Endpoint managers and CIOs are being urged to get ahead of the curve this time and plan an exit route for their organisations off the next Microsoft operating system coming up for retirement: Windows 7.
Microsoft Windows 7’s 2020 end-of-life ought to be planned better for than the rather messy move off Windows XP', in other words: Microsoft finally cut off support for Windows XP in April - but many companies are still using the OS, despite the fact that the firm announced that termination date no less than seven years ago.
Gartner Research VP Stephen Kleynhams is urging companies to look at the withdrawal of Windows 7 support sooner rather than later and plan out a road map that means there is little to no reliance in their environments on the OS by that date.
“While  feels like it's a long way off, organisations must start planning now so they can prevent a recurrence of what happened with Windows XP,” Kleynhams explained.
There is some good news: the analyst firm is keen to point out that Windows 8 offers an easier path to adoption than the move over from Windows XP to one of the new incarnations, mainly due to the fact that updates are being released with greater regularity.
Nonetheless, there are still a litany of challenges that can need to be planned for when upgrading, he warns.
“Many organizations, especially those in industries with government oversight or compliance requirements, require applications to be officially supported by the independent software vendor (ISV) and/or go through validation processes to ensure compatibility.
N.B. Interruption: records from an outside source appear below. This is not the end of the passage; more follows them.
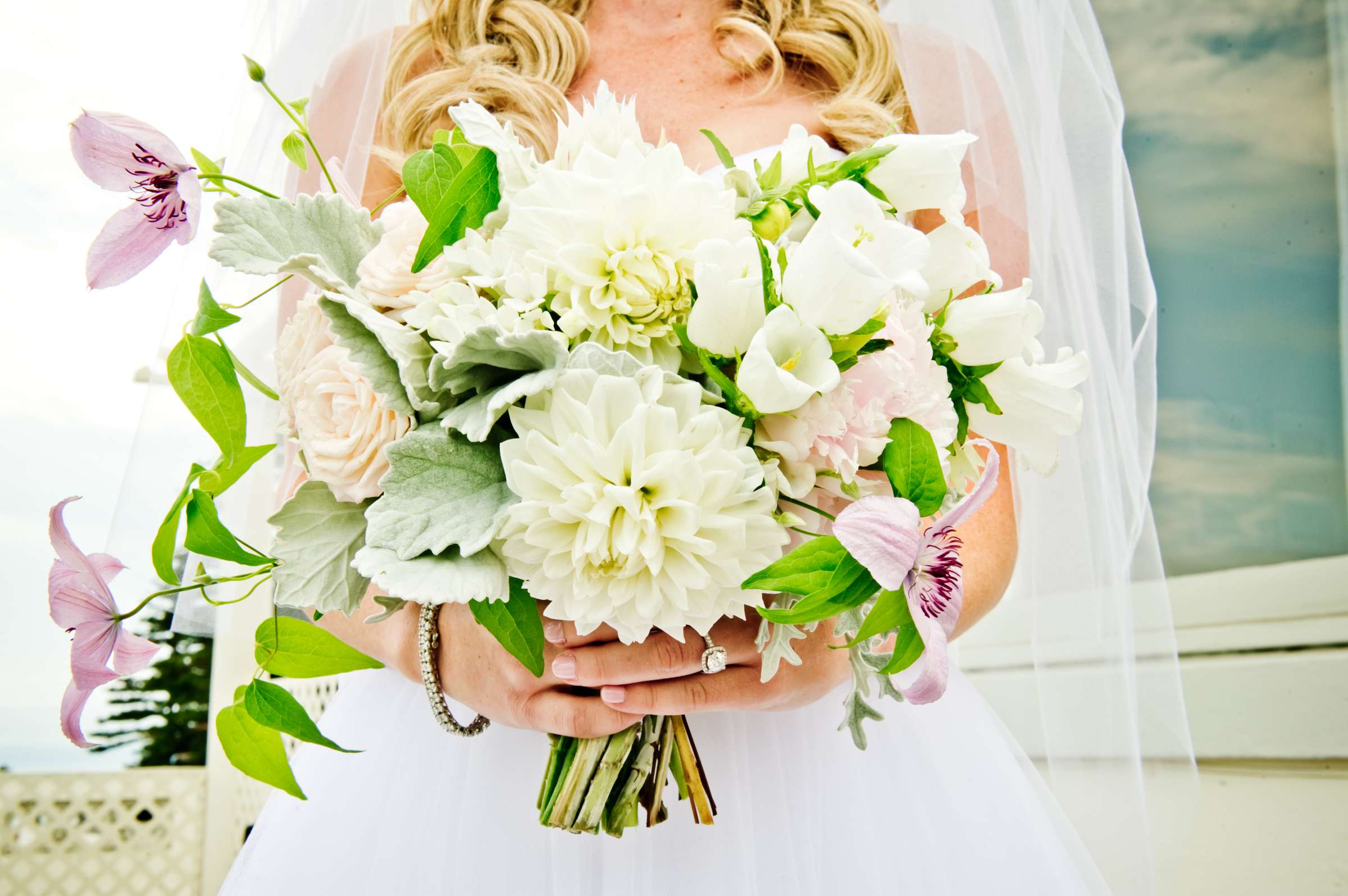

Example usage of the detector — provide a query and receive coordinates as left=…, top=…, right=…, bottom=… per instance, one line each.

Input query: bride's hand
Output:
left=547, top=612, right=848, bottom=715
left=412, top=604, right=640, bottom=737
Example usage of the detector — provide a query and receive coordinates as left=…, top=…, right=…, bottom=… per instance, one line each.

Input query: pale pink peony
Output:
left=755, top=303, right=958, bottom=499
left=276, top=295, right=412, bottom=501
left=356, top=199, right=450, bottom=323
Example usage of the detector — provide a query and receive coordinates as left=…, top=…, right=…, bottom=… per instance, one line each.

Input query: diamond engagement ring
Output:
left=702, top=634, right=725, bottom=675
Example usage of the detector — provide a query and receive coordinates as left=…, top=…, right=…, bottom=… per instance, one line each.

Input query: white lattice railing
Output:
left=0, top=767, right=206, bottom=896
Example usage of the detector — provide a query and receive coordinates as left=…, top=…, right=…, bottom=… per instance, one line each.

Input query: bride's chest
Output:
left=569, top=34, right=826, bottom=170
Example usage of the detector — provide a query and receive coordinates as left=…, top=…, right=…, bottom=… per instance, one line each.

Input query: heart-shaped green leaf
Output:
left=880, top=418, right=945, bottom=516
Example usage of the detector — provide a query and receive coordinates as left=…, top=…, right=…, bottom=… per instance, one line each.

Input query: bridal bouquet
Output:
left=50, top=62, right=1086, bottom=835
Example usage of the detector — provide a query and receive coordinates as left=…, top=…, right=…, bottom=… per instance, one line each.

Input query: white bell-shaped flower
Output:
left=687, top=237, right=767, bottom=357
left=782, top=181, right=930, bottom=336
left=735, top=304, right=840, bottom=414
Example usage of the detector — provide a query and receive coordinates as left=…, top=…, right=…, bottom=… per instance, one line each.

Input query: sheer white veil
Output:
left=882, top=0, right=1194, bottom=893
left=131, top=0, right=1193, bottom=893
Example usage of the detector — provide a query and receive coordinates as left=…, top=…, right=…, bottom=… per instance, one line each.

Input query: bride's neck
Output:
left=585, top=0, right=725, bottom=36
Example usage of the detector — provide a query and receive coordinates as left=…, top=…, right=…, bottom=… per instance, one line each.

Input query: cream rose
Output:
left=356, top=199, right=450, bottom=323
left=276, top=295, right=412, bottom=501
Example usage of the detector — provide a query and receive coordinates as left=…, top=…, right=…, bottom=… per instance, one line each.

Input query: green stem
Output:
left=259, top=78, right=337, bottom=193
left=778, top=495, right=837, bottom=520
left=201, top=575, right=271, bottom=606
left=370, top=188, right=407, bottom=217
left=112, top=565, right=272, bottom=623
left=220, top=273, right=295, bottom=311
left=208, top=174, right=280, bottom=199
Such organizations may find skipping Windows 8 for most devices makes sense,” he added.
The researcher produced a list of three options that firms need to consider when dealing with the OS platform over the coming decade, and companies should select one of the trio.
These are: either load Windows 8 onto new PCs as they arrive to allow it to be phased out over time; skip Windows 8 and plan for a new higher version of Windows if the budget allows; or deploy Windows 8 on all PCs to eliminate Windows 7 - though Kleynhams sees little value in doing this.